Eight years ago folks at the Kenai Watershed Forum and birders like Kenai Tarbox and Toby Burke organized the first Kenai Bird Festival and it has grown every year since in participants as well as activities and opportunities for birders. This year’s festival drew birders from all over the world and featured Alaska’s first 24 hour Big Sit,
“The 2013 Kenai Birding Festival 24-Hour Midnight Sun Big Sit went very, very well. We had a steady stream of visitors during the day with many staying 30 minutes or longer. We did keep a running count which came to 82 individual visitors. At least a quarter of them made multiple visits during the day. Though temperatures were low, the winds were calm for about 18 of the 24 hours which made for very good viewing conditions. I was hoping for a minimum of 50 to 55 total bird species. I would have been happy with 60, but 70, was outstanding and well beyond my expectations!
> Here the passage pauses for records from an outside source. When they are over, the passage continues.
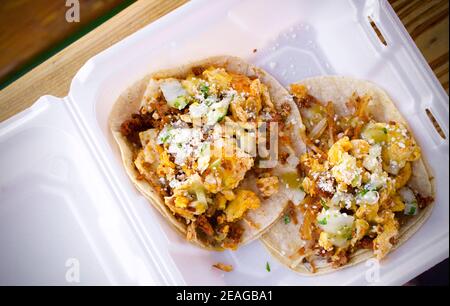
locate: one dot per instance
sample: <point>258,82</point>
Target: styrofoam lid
<point>58,221</point>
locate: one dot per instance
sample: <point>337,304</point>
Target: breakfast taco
<point>366,185</point>
<point>205,144</point>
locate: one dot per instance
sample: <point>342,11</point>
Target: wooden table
<point>426,21</point>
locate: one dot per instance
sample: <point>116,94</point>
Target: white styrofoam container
<point>67,205</point>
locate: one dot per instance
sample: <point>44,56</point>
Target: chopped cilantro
<point>204,89</point>
<point>363,192</point>
<point>324,204</point>
<point>323,221</point>
<point>165,138</point>
<point>267,267</point>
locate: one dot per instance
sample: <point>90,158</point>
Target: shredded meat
<point>291,211</point>
<point>234,236</point>
<point>340,260</point>
<point>132,127</point>
<point>223,267</point>
<point>285,110</point>
<point>330,121</point>
<point>365,243</point>
<point>198,70</point>
<point>204,225</point>
<point>424,201</point>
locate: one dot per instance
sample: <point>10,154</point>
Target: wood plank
<point>53,77</point>
<point>32,27</point>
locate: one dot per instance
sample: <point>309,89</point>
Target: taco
<point>197,143</point>
<point>367,187</point>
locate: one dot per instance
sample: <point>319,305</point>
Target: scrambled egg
<point>244,200</point>
<point>368,172</point>
<point>197,170</point>
<point>268,185</point>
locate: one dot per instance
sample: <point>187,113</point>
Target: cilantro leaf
<point>204,89</point>
<point>267,267</point>
<point>323,221</point>
<point>287,219</point>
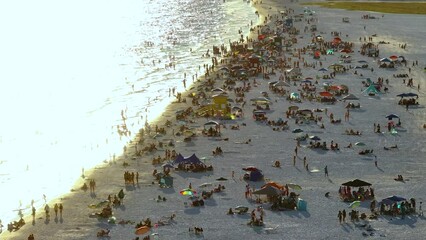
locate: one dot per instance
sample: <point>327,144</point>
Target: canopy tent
<point>371,89</point>
<point>356,183</point>
<point>392,200</point>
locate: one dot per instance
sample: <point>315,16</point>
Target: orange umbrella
<point>142,230</point>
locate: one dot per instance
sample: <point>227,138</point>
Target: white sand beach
<point>247,142</point>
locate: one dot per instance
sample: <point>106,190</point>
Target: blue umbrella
<point>412,95</point>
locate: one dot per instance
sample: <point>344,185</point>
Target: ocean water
<point>68,69</point>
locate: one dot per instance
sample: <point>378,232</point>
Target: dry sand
<point>266,146</point>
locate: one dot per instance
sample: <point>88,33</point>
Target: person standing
<point>47,210</point>
<point>61,208</point>
<point>56,208</point>
<point>344,215</point>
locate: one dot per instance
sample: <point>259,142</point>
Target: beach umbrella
<point>391,116</point>
<point>355,204</point>
<point>386,60</point>
<point>359,144</point>
<point>188,133</point>
<point>297,130</point>
<point>281,84</point>
<point>241,208</point>
<point>346,50</point>
<point>402,95</point>
<point>411,95</point>
<point>167,165</point>
<point>218,90</point>
<point>393,57</point>
<point>260,99</point>
<point>250,168</point>
<point>206,185</point>
<point>142,230</point>
<point>187,192</point>
<point>209,123</point>
<point>356,183</point>
<point>294,186</point>
<point>293,108</point>
<point>315,138</point>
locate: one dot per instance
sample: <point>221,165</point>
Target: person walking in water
<point>56,209</point>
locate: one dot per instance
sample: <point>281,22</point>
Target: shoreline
<point>111,166</point>
<point>103,170</point>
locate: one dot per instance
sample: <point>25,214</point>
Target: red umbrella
<point>326,94</point>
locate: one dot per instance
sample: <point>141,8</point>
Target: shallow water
<point>69,69</point>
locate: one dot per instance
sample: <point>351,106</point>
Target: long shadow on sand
<point>293,213</point>
<point>347,227</point>
<point>197,175</point>
<point>192,210</point>
<point>408,220</point>
<point>168,190</point>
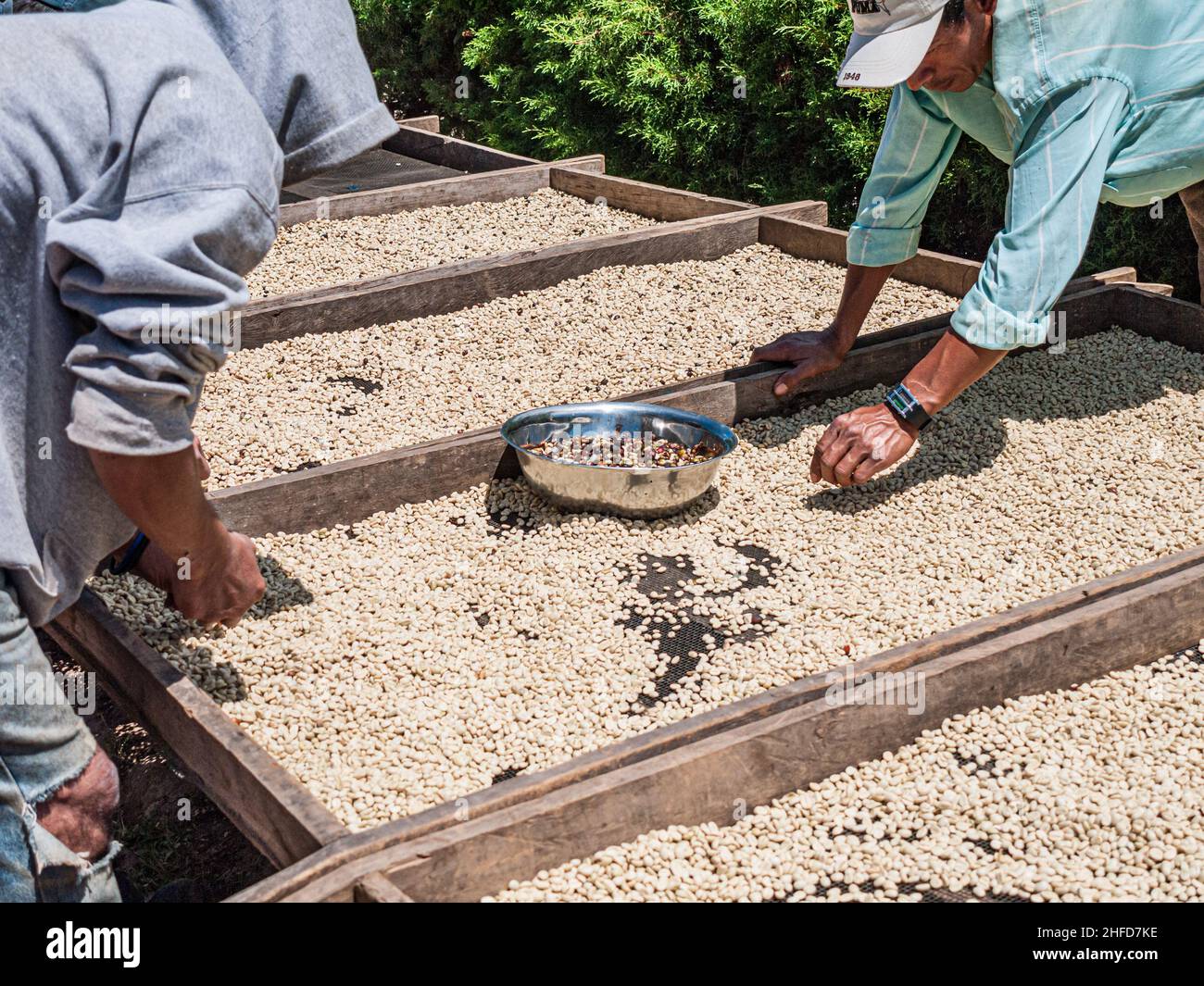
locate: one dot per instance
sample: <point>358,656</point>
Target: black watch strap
<point>907,408</point>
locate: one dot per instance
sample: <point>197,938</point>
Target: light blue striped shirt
<point>1087,101</point>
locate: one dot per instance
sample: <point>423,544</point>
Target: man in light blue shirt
<point>1085,100</point>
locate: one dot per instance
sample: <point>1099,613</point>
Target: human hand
<point>859,444</point>
<point>813,353</point>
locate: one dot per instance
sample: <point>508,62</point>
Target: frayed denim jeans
<point>44,744</point>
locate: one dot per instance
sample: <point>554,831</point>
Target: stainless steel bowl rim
<point>538,416</point>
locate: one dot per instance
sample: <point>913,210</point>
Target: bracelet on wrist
<point>903,404</point>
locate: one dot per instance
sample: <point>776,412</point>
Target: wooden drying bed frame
<point>759,748</point>
<point>418,140</point>
<point>289,825</point>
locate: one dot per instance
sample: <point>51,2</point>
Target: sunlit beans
<point>420,654</point>
<point>1090,793</point>
<point>324,397</point>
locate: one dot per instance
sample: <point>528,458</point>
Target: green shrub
<point>734,97</point>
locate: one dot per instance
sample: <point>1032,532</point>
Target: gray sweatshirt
<point>139,173</point>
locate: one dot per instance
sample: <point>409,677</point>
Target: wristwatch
<point>907,408</point>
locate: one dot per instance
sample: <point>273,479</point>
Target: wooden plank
<point>654,201</point>
<point>452,287</point>
<point>483,187</point>
<point>280,817</point>
<point>784,740</point>
<point>342,493</point>
<point>378,889</point>
<point>1162,318</point>
<point>952,275</point>
<point>450,152</point>
<point>432,123</point>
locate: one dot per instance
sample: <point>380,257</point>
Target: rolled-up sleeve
<point>153,281</point>
<point>916,144</point>
<point>1056,181</point>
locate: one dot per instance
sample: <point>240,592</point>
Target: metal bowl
<point>641,493</point>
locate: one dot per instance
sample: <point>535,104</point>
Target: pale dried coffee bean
<point>326,252</point>
<point>325,397</point>
<point>418,655</point>
<point>1090,793</point>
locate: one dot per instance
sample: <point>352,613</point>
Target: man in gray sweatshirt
<point>139,182</point>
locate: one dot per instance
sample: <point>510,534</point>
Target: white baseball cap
<point>890,39</point>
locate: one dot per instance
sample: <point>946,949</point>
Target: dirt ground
<point>176,842</point>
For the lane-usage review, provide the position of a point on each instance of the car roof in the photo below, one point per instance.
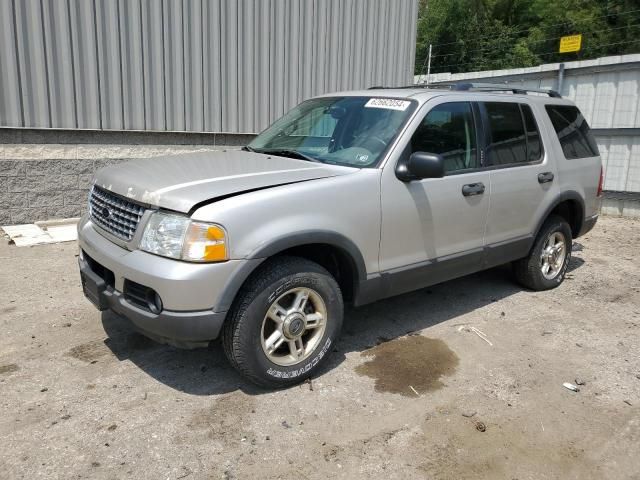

Much thanks is due to expert observers Todd Eskelin, Cindy Avery, and Laura Burke who helped find and compile the impressive list of birds but more importantly generously devoted most of their time sharing their knowledge and appreciation of birds with novice and experts alike. Todd spent seven hours on the platform and Cindy and Laura each spent five hours. Local bird watcher 'Charles’ held a nine hour vigil on the platform from 9 PM to 6 AM. Much thanks to Ken Tarbox who was very supportive of the event and spent time on the platform too. I personally enjoyed my time on the platform and look forward to doing it again next year and I would gladly entertain suggestions on how to improve the event. This is a low key, enjoyable, logistically simple, and inexpensive event to run. So the very first formal 24-Hour Big Sit in Alaska is now history,” reported Toby Burke, Biological Technician U.S. Fish & Wildlife Service Kenai National Wildlife Refuge.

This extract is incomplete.